Suite au traumatisme subi par la France lors de la vague de chaleur du 1er au 20 août 2003, l'Institut de veille sanitaire (InVS) a été chargé d'analyser sous toutes ses coutures le phénomène, dans l'espoir de ne plus jamais arriver à un bilan aussi catastrophique: le nombre de décès en excès a été évalué à 14.800, soit une augmentation de 60% par rapport aux années précédentes.

L'une des causes possibles de l'impact sanitaire de la canicule, l'ozone (O3), vient d'être analysée par un groupe de chercheurs regroupant l'InVS, l'Observatoire régional de la santé d'Ile-de-France et du Nord – Pas-de-Calais. La molécule est un polluant dont la production est favorisée par un fort ensoleillement et des températures élevées. 9 villes ont été étudiées: Bordeaux, Le Havre, Lille, Lyon, Marseille, Paris, Rouen, Strasbourg et Toulouse. Pour chaque ville, un excès de mortalité a bien été associé à une hausse de la concentration en ozone, excepté dans le cas de Lyon. Globalement, 379 décès peuvent être attribués au polluant atmosphérique.
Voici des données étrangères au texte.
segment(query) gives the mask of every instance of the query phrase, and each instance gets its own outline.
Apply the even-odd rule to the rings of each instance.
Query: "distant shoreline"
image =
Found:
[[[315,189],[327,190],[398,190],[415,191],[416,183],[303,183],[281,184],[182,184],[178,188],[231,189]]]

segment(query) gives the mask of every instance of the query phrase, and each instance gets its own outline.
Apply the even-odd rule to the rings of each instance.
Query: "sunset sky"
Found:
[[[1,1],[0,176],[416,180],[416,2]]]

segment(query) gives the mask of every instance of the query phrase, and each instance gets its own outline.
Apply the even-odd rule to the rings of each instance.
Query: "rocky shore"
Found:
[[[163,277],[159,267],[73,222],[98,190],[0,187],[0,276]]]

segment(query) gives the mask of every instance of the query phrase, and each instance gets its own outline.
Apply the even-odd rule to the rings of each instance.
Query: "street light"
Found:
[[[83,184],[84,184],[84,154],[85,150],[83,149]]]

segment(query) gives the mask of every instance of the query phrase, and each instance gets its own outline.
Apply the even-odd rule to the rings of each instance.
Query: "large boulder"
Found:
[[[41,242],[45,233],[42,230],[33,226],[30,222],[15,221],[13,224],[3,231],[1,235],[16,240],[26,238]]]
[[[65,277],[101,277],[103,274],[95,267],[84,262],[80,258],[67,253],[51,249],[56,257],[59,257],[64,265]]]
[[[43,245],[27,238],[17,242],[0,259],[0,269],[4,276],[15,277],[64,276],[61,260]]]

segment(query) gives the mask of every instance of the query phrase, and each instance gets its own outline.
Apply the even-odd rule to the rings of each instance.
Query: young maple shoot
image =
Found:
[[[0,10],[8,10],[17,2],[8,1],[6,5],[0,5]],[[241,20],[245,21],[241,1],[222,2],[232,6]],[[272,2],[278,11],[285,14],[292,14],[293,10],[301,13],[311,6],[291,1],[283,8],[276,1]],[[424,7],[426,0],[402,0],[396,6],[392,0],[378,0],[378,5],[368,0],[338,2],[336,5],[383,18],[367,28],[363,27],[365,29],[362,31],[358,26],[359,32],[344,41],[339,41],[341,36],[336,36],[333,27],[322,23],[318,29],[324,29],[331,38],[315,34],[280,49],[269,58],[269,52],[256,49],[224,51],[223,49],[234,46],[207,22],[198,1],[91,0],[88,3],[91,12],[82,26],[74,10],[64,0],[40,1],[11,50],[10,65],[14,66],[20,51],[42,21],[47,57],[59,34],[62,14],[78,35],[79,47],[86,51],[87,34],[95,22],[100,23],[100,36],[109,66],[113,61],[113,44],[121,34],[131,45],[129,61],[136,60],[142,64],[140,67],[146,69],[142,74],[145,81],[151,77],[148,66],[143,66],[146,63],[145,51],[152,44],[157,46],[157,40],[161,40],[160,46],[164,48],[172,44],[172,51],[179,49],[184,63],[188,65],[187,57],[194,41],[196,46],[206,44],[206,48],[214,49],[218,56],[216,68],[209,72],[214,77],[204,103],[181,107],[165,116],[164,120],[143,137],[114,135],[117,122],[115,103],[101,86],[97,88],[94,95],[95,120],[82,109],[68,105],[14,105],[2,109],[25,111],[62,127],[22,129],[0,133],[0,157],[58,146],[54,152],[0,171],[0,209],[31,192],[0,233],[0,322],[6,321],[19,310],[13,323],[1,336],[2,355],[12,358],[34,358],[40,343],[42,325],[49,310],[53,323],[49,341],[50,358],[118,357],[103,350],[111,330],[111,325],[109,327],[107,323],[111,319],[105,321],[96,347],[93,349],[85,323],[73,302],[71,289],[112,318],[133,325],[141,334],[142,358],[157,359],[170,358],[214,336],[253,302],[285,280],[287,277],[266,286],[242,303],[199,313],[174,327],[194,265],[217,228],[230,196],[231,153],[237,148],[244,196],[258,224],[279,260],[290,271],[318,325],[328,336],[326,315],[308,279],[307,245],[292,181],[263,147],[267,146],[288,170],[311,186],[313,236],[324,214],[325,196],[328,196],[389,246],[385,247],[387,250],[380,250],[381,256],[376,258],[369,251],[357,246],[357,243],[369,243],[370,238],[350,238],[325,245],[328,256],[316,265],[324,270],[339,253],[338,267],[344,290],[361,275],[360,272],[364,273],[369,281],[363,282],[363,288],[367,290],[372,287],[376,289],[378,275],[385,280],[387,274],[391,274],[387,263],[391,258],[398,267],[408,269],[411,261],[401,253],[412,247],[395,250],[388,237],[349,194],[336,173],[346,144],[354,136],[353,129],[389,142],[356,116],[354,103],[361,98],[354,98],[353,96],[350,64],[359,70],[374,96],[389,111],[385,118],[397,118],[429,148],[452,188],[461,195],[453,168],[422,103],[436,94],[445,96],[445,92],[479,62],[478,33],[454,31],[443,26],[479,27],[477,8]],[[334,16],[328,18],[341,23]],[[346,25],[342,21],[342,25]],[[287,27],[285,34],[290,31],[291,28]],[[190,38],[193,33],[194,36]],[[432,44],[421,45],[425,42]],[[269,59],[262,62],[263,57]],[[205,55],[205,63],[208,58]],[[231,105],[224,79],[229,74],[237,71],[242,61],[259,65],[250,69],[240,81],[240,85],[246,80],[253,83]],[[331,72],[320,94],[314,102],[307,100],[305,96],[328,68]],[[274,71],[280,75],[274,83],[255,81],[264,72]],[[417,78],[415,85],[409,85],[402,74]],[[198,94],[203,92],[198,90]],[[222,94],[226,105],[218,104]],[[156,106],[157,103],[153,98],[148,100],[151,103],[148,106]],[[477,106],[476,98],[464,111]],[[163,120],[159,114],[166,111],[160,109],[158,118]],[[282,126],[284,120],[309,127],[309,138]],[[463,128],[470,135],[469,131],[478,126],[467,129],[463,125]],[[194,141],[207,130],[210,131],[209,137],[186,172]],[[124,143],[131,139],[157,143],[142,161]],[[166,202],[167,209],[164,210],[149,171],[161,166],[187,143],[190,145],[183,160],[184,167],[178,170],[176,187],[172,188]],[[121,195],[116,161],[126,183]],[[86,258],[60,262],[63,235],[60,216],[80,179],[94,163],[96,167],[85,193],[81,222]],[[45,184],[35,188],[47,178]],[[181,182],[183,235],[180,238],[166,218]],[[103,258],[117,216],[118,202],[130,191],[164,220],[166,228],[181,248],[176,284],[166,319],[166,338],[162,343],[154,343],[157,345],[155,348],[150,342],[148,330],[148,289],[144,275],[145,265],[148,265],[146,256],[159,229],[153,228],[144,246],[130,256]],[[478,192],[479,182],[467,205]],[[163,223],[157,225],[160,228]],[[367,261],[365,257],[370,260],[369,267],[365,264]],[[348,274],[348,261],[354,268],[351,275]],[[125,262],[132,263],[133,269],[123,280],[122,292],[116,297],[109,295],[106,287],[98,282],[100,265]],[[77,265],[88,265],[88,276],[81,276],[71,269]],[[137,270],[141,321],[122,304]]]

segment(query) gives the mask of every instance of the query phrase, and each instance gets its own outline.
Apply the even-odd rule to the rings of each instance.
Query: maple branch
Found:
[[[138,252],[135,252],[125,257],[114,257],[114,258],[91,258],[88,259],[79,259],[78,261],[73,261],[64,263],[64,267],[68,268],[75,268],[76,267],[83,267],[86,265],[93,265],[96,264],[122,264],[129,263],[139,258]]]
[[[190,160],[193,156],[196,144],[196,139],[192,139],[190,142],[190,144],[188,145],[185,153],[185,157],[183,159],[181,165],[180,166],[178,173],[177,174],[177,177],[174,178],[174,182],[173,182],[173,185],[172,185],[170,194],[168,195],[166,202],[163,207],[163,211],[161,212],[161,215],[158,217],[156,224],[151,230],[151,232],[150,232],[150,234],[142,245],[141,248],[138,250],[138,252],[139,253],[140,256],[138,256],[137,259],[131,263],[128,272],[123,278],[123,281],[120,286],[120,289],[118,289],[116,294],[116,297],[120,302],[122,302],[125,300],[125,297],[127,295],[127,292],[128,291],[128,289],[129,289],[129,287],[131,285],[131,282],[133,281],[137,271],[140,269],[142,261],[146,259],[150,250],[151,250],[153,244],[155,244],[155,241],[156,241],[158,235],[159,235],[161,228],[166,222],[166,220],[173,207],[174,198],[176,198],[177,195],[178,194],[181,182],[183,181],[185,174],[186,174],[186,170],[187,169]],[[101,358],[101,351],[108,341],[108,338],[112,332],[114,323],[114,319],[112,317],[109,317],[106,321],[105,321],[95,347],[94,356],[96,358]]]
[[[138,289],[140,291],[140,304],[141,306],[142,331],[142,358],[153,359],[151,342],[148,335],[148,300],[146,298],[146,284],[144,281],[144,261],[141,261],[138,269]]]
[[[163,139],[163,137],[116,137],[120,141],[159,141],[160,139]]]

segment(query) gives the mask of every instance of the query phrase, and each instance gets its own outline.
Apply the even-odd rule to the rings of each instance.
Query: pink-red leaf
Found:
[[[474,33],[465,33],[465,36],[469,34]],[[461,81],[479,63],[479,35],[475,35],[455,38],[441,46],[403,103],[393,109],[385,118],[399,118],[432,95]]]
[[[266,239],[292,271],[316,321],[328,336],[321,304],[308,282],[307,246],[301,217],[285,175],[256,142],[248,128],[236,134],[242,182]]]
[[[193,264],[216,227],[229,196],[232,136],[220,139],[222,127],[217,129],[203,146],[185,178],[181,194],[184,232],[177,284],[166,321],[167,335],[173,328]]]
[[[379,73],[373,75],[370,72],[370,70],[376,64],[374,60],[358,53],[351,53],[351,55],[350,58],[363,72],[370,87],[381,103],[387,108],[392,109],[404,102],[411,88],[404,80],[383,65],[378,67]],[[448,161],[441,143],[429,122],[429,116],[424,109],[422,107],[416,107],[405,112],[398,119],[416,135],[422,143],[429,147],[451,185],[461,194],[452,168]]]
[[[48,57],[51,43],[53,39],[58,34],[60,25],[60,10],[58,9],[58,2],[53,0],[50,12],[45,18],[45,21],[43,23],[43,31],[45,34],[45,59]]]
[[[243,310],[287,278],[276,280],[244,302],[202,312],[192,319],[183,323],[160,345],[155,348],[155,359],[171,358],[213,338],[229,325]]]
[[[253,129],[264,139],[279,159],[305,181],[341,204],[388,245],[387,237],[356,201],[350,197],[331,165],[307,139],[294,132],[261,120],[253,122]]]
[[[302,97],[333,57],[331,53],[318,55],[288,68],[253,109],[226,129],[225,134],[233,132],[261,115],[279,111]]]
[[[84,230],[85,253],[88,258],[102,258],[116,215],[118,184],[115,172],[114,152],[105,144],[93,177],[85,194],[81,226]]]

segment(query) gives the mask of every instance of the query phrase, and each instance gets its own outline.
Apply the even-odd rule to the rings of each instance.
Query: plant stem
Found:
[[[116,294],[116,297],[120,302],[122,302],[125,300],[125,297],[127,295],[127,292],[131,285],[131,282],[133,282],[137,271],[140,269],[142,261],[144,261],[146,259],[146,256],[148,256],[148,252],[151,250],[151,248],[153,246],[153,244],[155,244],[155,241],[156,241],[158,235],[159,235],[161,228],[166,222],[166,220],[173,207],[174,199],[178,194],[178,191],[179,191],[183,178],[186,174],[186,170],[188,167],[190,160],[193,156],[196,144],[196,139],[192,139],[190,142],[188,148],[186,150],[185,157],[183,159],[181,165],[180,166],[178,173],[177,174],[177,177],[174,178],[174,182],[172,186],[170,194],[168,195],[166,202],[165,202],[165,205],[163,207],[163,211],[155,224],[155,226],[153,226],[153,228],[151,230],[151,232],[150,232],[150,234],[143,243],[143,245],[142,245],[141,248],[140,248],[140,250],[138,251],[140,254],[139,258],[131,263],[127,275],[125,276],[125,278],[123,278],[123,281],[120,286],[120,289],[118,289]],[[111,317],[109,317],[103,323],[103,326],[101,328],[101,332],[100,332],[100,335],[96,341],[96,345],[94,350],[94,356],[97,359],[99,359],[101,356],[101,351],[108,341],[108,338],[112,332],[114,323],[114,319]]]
Les chercheurs ont par ailleurs évalué la «contribution relative» de l'ozone et de la température à l'excès de risque de mort. Le rôle de la température apparaît généralement plus important que celui du polluant, excepté pour Toulouse et Strasbourg. Une hétérogénéité qui s'explique par des «caractéristiques locales spécifiques.»